CN107220641B

CN107220641B - Multi-language text classification method based on deep learning

Info

Publication number: CN107220641B
Application number: CN201610169483.7A
Authority: CN
Inventors: 金连文; 冯子勇; 阳赵阳; 孙俊
Original assignee: South China University of Technology SCUT; Fujitsu Ltd
Current assignee: South China University of Technology SCUT; Fujitsu Ltd
Priority date: 2016-03-22
Filing date: 2016-03-22
Publication date: 2020-06-26
Anticipated expiration: 2036-03-22
Also published as: CN107220641A

Abstract

The invention introduces a multilingual text classification method based on deep learning. The method specifically comprises the following steps: acquiring a multi-language text training image set; performing line segmentation, height normalization and binarization processing on the image text; increasing the complexity of the training image set and expanding the sample space; designing a deep convolutional neural network, and training by using a training image set; and cutting the text pictures to be classified, inputting the designed deep convolutional neural network, averaging the probability distribution according to the probability distribution learned by the neural network, and outputting a classification result. The invention can make the computer accurately classify the different language texts by designing the deep convolutional neural network and learning and distinguishing the characteristics of the multilingual texts.

Description

Multi-language text classification method based on deep learning

Technical Field

The invention belongs to the technical field of pattern recognition and artificial intelligence, and particularly relates to a method for classifying multilingual texts.

Background

The characters break through the time and space limitations of spoken language, so that people can use paper documents to completely inherit the intelligence and mental wealth of people, the people can perfect an education system, improve the intelligence of the people, develop scientific technology and enter the civilized society.

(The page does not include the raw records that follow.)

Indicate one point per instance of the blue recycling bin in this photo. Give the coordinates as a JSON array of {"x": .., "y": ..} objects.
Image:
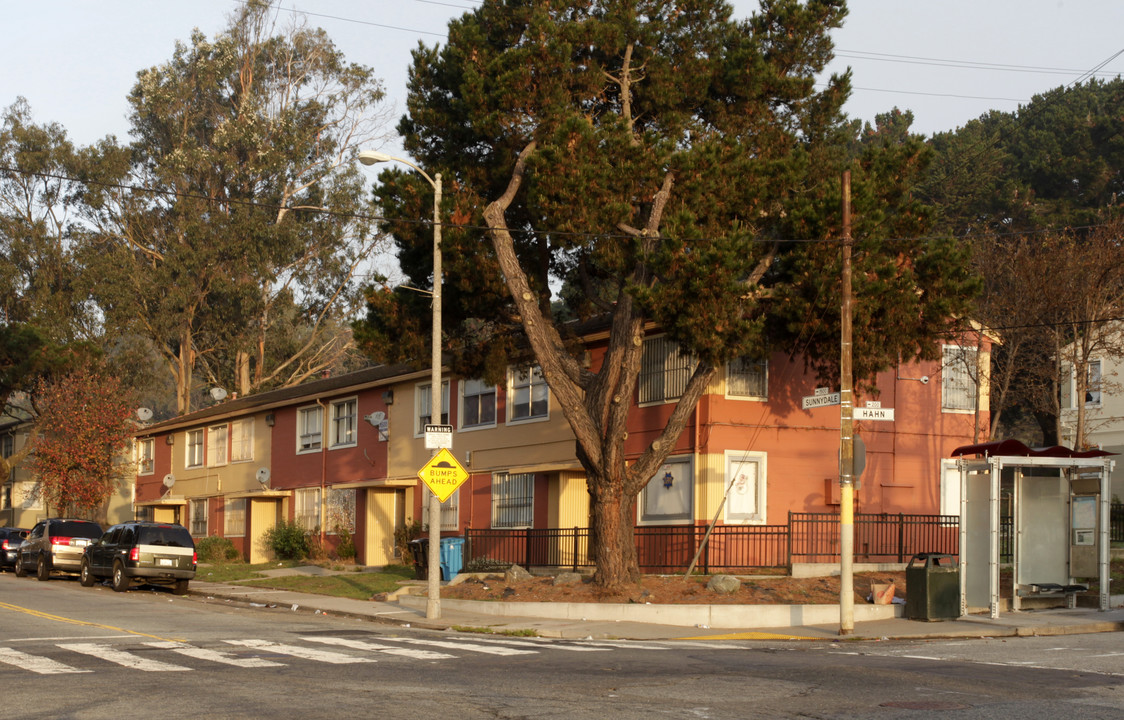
[{"x": 452, "y": 557}]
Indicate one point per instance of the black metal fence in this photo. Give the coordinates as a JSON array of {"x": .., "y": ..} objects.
[{"x": 808, "y": 537}]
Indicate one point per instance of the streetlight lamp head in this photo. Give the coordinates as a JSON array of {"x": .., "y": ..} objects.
[{"x": 370, "y": 157}]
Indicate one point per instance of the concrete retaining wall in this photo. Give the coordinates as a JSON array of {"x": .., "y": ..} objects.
[{"x": 682, "y": 616}]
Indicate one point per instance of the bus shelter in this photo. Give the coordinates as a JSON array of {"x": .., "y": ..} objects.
[{"x": 1055, "y": 502}]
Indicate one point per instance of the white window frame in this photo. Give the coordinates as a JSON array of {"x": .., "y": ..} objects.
[
  {"x": 450, "y": 510},
  {"x": 681, "y": 493},
  {"x": 742, "y": 372},
  {"x": 146, "y": 456},
  {"x": 423, "y": 407},
  {"x": 664, "y": 372},
  {"x": 309, "y": 440},
  {"x": 234, "y": 518},
  {"x": 754, "y": 468},
  {"x": 526, "y": 388},
  {"x": 345, "y": 422},
  {"x": 307, "y": 508},
  {"x": 198, "y": 510},
  {"x": 474, "y": 393},
  {"x": 340, "y": 507},
  {"x": 513, "y": 500},
  {"x": 959, "y": 386},
  {"x": 193, "y": 446},
  {"x": 218, "y": 445},
  {"x": 242, "y": 440}
]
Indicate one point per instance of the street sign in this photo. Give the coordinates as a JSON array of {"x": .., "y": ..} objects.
[
  {"x": 873, "y": 413},
  {"x": 437, "y": 436},
  {"x": 819, "y": 400},
  {"x": 443, "y": 474}
]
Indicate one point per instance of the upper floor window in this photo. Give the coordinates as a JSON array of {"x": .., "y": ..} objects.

With the rapid development of computer technology, document analysis technology is also widely applied to daily life such as storage and retrieval of paper documents. Digital documents have transitioned from original plain text documents to text-picture shuffling, handwritten print shuffling, multilingual document shuffling, and the like.

In real life, a large number of documents are mixed and arranged for multiple languages. The characters of different countries in the document, especially some very similar characters, such as Chinese and Japanese, English and Russian, are difficult to distinguish by using a common method.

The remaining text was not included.